Der transparente Bürger – Internetpranger auch in der Schweiz möglich?
von Tobias Wolf
„Lexbase“ heisst die scheinbar legale Internetseite, die privateste Informationen über schwedische Bürger veröffentlicht. Gegen eine Gebühr von 10 Euro können dort Einträge über längst verbüsste Straftaten eingesehen werden. Die Macher der Internetseite, die für 100’000 Euro die Strafregisterauszüge erworben haben, stehen allerdings scharf in der Kritik und haben sogar schon Drohungen erhalten. Denn obwohl in der schwedischen Gesellschaft Transparenz als ein äusserst wichtiger Grundsatz gilt, so haben Täter dort trotzdem ein Recht auf Vergessen. Geschäftsführer Martin Gröndal sieht die ganze Angelegenheit allerdings gelassen und erwidert, dass sowieso jeder Zugriff auf diese Informationen hätte, da sie beim Gericht einsehbar wären – seine Internetseite würde somit nur den Zugriff erleichtern.

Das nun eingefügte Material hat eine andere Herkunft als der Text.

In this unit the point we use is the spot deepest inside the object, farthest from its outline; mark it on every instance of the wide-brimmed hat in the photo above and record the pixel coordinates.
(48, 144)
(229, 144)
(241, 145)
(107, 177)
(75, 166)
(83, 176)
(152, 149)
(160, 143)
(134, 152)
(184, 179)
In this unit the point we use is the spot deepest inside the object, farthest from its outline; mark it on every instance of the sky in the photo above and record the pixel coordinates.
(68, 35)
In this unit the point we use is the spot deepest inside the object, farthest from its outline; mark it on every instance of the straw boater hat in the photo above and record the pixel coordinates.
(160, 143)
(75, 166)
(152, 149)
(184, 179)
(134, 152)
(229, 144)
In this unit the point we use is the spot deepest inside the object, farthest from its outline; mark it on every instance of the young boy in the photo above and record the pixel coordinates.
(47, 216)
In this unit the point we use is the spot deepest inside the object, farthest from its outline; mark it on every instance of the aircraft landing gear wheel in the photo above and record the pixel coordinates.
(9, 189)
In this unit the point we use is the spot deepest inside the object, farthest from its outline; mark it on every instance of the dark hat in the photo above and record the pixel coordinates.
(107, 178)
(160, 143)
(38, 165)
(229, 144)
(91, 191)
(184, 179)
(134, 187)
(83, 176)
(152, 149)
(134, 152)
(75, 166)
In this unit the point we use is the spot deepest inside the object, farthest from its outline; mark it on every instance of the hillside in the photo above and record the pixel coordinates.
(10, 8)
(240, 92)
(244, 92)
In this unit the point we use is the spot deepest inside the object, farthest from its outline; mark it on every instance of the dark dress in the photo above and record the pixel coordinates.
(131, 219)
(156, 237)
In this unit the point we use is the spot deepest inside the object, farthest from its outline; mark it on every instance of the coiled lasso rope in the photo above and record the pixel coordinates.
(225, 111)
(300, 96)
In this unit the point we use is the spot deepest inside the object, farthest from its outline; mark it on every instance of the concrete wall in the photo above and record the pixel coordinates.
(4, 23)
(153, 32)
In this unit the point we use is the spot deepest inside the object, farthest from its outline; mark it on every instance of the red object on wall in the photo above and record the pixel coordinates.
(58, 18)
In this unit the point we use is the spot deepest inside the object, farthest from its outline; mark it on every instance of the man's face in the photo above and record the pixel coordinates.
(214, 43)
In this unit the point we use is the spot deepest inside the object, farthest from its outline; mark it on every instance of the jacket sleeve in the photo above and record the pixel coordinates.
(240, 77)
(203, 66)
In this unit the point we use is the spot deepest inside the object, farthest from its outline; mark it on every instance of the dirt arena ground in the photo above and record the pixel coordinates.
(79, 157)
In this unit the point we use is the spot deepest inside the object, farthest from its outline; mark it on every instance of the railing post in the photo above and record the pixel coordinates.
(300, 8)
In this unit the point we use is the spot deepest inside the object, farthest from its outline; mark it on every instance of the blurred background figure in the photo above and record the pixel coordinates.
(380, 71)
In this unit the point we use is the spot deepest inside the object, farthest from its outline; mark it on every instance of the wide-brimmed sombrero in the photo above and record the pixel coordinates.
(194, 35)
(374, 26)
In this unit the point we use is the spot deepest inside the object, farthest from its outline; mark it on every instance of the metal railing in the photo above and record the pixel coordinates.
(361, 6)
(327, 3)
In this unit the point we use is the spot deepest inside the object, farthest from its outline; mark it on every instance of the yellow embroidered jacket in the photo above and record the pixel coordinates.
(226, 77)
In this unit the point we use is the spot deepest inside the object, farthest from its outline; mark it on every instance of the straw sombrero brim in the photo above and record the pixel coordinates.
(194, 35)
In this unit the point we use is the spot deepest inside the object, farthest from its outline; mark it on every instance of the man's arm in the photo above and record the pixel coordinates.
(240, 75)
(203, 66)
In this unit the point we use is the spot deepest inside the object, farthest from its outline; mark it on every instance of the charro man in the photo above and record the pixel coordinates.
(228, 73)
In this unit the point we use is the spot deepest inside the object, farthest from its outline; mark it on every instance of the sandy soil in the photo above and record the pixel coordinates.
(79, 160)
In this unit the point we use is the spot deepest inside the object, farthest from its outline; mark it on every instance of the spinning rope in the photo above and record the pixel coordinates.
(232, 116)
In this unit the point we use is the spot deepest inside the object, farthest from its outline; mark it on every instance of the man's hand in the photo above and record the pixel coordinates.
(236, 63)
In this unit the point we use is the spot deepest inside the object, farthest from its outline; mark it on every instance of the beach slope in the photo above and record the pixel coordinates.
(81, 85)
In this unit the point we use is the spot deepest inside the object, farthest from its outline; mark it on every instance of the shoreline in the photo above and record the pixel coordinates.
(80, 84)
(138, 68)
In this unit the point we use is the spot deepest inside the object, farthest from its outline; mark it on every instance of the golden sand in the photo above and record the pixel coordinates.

In den USA existiert ein vergleichbares öffentliches Register, welches sich allerdings auf sexuelle Vergehen und Verbrechen beschränkt. Die Bandbreite der verzeichneten Delikte reicht dort vom simplen Exhibitionismus bis hin zur Vergewaltigung. Die Einträge beinhalten zudem ein Foto des Täters sowie dessen Anschrift.
Gegen jede Ethik
In der Schweiz braucht man sich allerdings keine Sorgen zu machen, dass eine solche Seite eingerichtet werden könnte. Dies sei „absolut unmöglich“, so der Eidgenössische Datenschutzbeauftragte Hanspeter Thür. Hierzulande können Informationen aus dem Strafregister nur vom Betreffenden persönlich oder von einer Behörde wie der Polizei angefordert werden. Der normale Bürger von der Strasse hat darauf keinen Zugriff und auch keinen Anspruch. Aus diesem Grund ist für Thür das Betreiben einer solchen Webseite vollkommen inakzeptabel, da in keiner Art und Weise ein öffentliches Interesse an den Informationen bestehe.
Thür ist allerdings auch nicht dagegen, dass in bestimmten Fällen die Straffreiheit einer Person überprüft wird. Bei der Bewerbung um die Stelle als Lehrer werde heute beispielsweise viel zu selten überprüft, ob der betreffende Kandidat eine Vorstrafe wegen Pädophilie habe. Hier sieht der Datenschützer auch keine Probleme, da der Betroffene den Strafregisterauszug selbst organisieren muss und daher über den Vorgang informiert ist.
Thür erachtet die Internetpranger als einen Teil des Trends, eine vollständige Sicherheit der Bürger zu generieren. Irgendwo müsse allerdings eine Grenze gezogen werden, da absolute Sicherheit überhaupt nicht möglich sei. Für den Datenschutzbeauftragten ist diese Grenze durch die Internetpranger bereits deutlich überschritten worden.